Robert Davenport

Personal information
- Full name: Robert Noel Davenport
- Born: 26 November 1852 Adelaide, Colony of South Australia
- Died: 22 December 1934 (aged 82) Port Elliott, South Australia
- Role: Batsman

Domestic team information
- 1881/82–1883/84: Otago
- Source: ESPNcricinfo, 8 May 2016

= Robert Davenport (cricketer) =

New Zealand cricketer

Robert Noel Davenport (26 November 1852 - 22 December 1934) was a New Zealand cricketer. He played two first-class matches for Otago, one in each of the 1881–82 and 1883–84 seasons.
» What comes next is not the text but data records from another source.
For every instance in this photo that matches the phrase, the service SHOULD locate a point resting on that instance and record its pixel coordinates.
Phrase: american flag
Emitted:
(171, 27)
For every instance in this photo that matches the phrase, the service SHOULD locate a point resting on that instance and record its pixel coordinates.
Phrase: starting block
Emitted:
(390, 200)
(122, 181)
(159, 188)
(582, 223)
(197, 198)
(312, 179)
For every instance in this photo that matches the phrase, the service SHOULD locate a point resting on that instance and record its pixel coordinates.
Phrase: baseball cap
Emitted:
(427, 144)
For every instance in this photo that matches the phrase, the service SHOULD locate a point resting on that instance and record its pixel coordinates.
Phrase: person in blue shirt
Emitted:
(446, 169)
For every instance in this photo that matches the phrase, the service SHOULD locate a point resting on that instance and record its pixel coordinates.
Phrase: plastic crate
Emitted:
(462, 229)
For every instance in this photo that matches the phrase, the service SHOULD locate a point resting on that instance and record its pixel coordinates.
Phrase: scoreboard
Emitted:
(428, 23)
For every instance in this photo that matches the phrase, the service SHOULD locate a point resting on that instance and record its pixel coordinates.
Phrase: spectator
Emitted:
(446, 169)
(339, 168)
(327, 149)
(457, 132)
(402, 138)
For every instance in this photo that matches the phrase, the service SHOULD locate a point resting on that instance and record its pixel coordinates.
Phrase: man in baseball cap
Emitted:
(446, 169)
Robert Noel Davenport was born at Adelaide in 1852. He was the son of Robert Davenport, a pioneer and politician in the early days of the Colony of South Australia. His uncle, Samuel Davenport, was also an early pioneer, the brothers having arrived in Australia in 1843. Davenport was educated at St Peter's College in Adelaide and then in England at Mill Hill School. He worked for the National Bank of Australasia before farming in Queensland.
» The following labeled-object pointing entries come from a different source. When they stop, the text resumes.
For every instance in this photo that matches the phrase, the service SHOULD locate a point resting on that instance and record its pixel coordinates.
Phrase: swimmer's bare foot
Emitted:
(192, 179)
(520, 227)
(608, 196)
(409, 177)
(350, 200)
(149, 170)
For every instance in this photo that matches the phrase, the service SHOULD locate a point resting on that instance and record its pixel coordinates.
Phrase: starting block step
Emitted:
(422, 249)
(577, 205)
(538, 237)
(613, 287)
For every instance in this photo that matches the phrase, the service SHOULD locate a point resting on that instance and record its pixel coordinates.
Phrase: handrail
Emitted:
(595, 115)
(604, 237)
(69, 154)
As a young man, Davenport was considered a "brilliant athlete" and a "well-known cricketer". He played against a touring English side led by WG Grace at Melbourne and played club cricket in New Zealand for Phoenix Cricket Club in Dunedin. He was described in January 1882 by the Otago Daily Times as a "high order" batsman with "the strongest defence" who was also "an excellent field". The paper went on to suggest that "as an all-round player, in short, he cannot be far off being the best man in the Southern Province". He played for an Otago XI against a visiting English team led by Alfred Shaw later in the month and in February played the first of his two first-class matches, playing against Canterbury in Otago's only first-class match of the season. He played again for the province in February 1884, this time against a touring Tasmanian side. He scored a total of 54 first-class runs, with a highest score of 38 not out scored against Tasmania.

Davenport lived at Port Elliot with his wife in a home which had been established by his father. The couple had no children. He died in 1934 aged 82.